On Thu, Aug 8, 2019 at 1:51 AM Juan Nunez-Iglesias <jni@fastmail.com> wrote:

I have actual work to do but Josh activated this instinct within me. =P I also wouldn't be much of a Guardian of the Dimensions if I didn't respond to a full frontal assault on said dimensions. =P

I agree 100% that most data is either 2D or 3D. *Sometimes* have 3D movies (3D + t), and if the time resolution is fine enough, then a 4D algorithm is advantageous. But that's rare. However, such 4D data is often kept in a 4D array (and sometimes even 5D where the 5th dimension is samples), and it's easier to write

ndimage.gaussian_filter(arr5d, sigma=(0, 0, 1, 5, 5))

than to do two nested for-loops. This is doubly true now that we have dask arrays.

But anyway, I accept that 2D+3D is good enough, in terms of utility.

What I absolutely don't accept is that either maintainability or performance need to suffer to go nD.

My talk at SciPy about getting maximum performance out of Numba was all based on an nD implementation. All the same issues arise in 2D/3D and nD. The main issue with Numba or Cython is dealing with complex data structures such as heaps, queues, priority queues, etc. Those issues are identical for 2D and nD code.

The padding of a volume to avoid neighbor issues was done for convenience. It can and should be removed, and checking for out-of-bounds access is a mod (%) calculation away. Indeed, when it comes to performance, and optimising loop order for cache-efficient memory access, you can *only* do it correctly if you abstract away the axes.
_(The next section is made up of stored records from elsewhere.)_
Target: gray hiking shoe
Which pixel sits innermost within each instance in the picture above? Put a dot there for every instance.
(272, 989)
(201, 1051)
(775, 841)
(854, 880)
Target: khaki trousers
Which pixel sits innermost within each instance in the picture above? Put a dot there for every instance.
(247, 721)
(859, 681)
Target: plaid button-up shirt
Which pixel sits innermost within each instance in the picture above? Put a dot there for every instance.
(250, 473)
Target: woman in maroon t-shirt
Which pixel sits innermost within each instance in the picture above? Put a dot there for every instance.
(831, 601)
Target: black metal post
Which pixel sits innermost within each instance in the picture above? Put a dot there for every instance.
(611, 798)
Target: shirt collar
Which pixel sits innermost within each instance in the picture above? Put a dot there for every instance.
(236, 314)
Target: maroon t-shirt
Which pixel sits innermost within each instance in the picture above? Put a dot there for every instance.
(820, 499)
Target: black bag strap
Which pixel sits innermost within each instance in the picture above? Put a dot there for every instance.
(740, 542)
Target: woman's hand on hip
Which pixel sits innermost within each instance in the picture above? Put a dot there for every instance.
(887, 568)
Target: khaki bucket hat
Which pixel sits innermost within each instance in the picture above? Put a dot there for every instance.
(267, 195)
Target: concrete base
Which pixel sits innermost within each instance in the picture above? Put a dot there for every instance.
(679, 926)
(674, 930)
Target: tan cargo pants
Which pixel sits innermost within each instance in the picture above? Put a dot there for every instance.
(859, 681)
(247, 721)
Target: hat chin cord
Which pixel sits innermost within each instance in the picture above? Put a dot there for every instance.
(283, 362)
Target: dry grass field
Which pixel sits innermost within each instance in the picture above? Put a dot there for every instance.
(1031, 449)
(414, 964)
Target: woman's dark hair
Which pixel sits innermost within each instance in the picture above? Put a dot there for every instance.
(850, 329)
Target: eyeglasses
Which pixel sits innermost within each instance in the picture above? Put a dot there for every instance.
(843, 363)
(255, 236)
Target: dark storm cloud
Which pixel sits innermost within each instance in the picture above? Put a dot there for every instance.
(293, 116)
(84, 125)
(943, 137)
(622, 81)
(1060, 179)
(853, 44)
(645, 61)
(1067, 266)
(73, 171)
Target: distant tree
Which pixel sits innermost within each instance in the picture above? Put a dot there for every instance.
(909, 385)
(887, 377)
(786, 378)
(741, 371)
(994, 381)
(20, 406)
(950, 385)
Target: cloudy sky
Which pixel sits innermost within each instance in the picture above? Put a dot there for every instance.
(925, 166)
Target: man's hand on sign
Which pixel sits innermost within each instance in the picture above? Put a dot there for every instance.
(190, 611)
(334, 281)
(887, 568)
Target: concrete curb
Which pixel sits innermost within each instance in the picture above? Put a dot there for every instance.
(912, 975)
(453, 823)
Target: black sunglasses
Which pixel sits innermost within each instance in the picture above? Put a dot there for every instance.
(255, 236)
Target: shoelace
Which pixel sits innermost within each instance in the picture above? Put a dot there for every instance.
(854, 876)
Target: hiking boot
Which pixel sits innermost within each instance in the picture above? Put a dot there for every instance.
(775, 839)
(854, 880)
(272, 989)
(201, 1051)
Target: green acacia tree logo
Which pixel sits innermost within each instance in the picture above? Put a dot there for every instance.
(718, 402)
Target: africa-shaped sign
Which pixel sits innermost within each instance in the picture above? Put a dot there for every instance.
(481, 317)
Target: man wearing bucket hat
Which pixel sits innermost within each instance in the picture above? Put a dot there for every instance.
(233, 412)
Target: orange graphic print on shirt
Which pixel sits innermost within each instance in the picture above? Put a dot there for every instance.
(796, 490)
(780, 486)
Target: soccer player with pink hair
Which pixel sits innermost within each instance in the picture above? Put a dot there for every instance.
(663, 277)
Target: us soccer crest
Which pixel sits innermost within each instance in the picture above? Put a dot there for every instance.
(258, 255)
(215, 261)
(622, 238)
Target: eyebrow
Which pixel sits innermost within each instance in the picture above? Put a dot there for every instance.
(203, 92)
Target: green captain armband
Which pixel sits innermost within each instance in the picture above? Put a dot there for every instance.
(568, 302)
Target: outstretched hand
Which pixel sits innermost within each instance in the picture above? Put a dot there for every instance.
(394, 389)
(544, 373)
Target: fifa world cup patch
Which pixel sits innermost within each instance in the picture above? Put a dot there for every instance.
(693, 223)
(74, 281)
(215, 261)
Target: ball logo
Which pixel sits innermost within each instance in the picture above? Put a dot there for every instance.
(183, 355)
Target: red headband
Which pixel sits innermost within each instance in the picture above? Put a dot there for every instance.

If you do for x in im.shape[0]: for y in im.shape[1]:, and now you want to adapt your code to a Fortran-ordered array, it's very hard. If your logic is instead something like for ax in range(im.ndim): for x in range(im.shape[ax]): ..., you can replace the range(ndim) with sorted(range(ndim), key=lambda i: im.strides[i]).

In short, nD opens up *more* avenues for optimisation, not fewer.

When it comes to maintainability:

1 - branching code paths (2D/3D) are not more maintainable, they are less maintainable. If something needs to be changed in the future (say, adding tolerance to the neighbour check, or adding an arbitrary predicate for adding a neighbour), it now needs to be changed in several places.
2 - 2D code and especially 3D code like the one you linked is locally simple, but globally complex. It's hard to know if you've missed a direction. It's hard to adapt to different neighbourhoods.
3 - And it results in many more lines of code (you would have 26 if statements for full connectivity in 3D), among which errors can hide.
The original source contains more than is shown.